Актеры | страница 39



Кроме обжорства и жадности, Николай Николаевич страдал еще одной слабостью: он до болезни любил попугаев. И как только я явился к нему, он принялся знакомить меня со своими питомцами, которые подняли страшный крик. Николай Николаевич начал тут же рассказывать, что если у него на покупку попугая нет денег, он может заложить ростовщику любую ценную вещь, но обязательно покупает и привозит попугая.

— Вот этого разбойника и матерщинника я купил у какого-то моряка. Видишь, какой красавец? — он с любовью указал мне на красавца попугая, который очень нежно заговорил: «Попочка дурачок, попочка собачка, гав-гав, гав»!» И вдруг этот нежно-розовый попугай разразился такой матросской бранью, что у любого бродяги уши бы завяли, причем делал он это так громко, что ругань была слышна чуть ли не на улице. И я, смущаясь, сказал антрепренеру:

— Закройте окна, это же неприлично. — На что антрепренер спокойно ответил:

— Ничего, его весь город знает.

После обеда, что бы ни случилось, Николай Николаевич спал часа два и храпел так, что не только дом, но и мебель в доме дрожала, а так как попугаи также отдыхали вместе с хозяином часа два, то через некоторое время все попугаи начинали храпеть, подражая и вторя своему хозяину и в доме начинался такой страшный храп, что хоть святых выноси, а весь город и все горожане знали, что в этот час Николай Николаевич и попугаи «почивают».

Его кажущееся добродушие не мешало ему быть жестоким, беззастенчивым эксплуататором. Таким был мой «новый хозяин». Много страшного я потом узнал (и на себе испытал) об этом «милом» толстом человеке…

Я пробыл у него часа два. Свидерский очень тепло встретил меня, но я уже узнал ему цену по письмам товарищей-актеров.

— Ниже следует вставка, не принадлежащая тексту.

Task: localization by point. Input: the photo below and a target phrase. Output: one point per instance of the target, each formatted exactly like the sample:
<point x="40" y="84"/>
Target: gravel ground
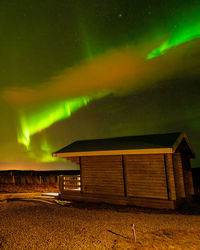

Во время первого нашего свидания Свидерский очень тонко и умно дал мне понять, что от меня самого будет зависеть мое дальнейшее продвижение. И не только способности и честный творческий труд будут приниматься во внимание, но и отношение мое к персоне антрепренера. Все это он сказал мне не прямо, а в виде каких-то иносказаний, шуточек и анекдотов.

— Идите к Николаю Павловичу, — сказал он мне на прощание, — он очень хочет вас видеть.

П. А. Гарянов (1912 год).


Я пошел к Горелову.

Николай Павлович Горелов, наш главный режиссер, был человеком не совсем обыкновенным. О нем тепло, с восторгом говорили мне товарищи.

ГЛАВА 2

Жил Николай Павлович в старинном трехкомнатном домике с колоннами, в глубине небольшого сада, где, как часовые, выстроились серебристые тополя, а по бокам сгибались окутанные бело-розовым облаком цветущие вишневые и яблоневые деревья. Меня поразил уют квартиры Горелова. На стенах в овальных рамах висели портреты предков Горелова и его жены, тут были и портреты его товарищей и друзей, с которыми работал Николай Павлович в разных театрах России. На стенах висели венки и театральные сувениры. Я занялся разглядыванием небольшого серебряного веночка из фиалок. На венке была надпись: «Моему мужу и другу в день первого бенефиса. Коля, моя любовь к тебе сильнее моей жизни. Мария». В это время в комнату вошел Горелов. Я слышал, что он очень красив. И действительно это было так. У него было одно из тех лиц, которыми никогда не устаешь любоваться. Белые, как лунь, вьющиеся волосы составляли красивый контраст с большими черными совсем еще юношескими глазами.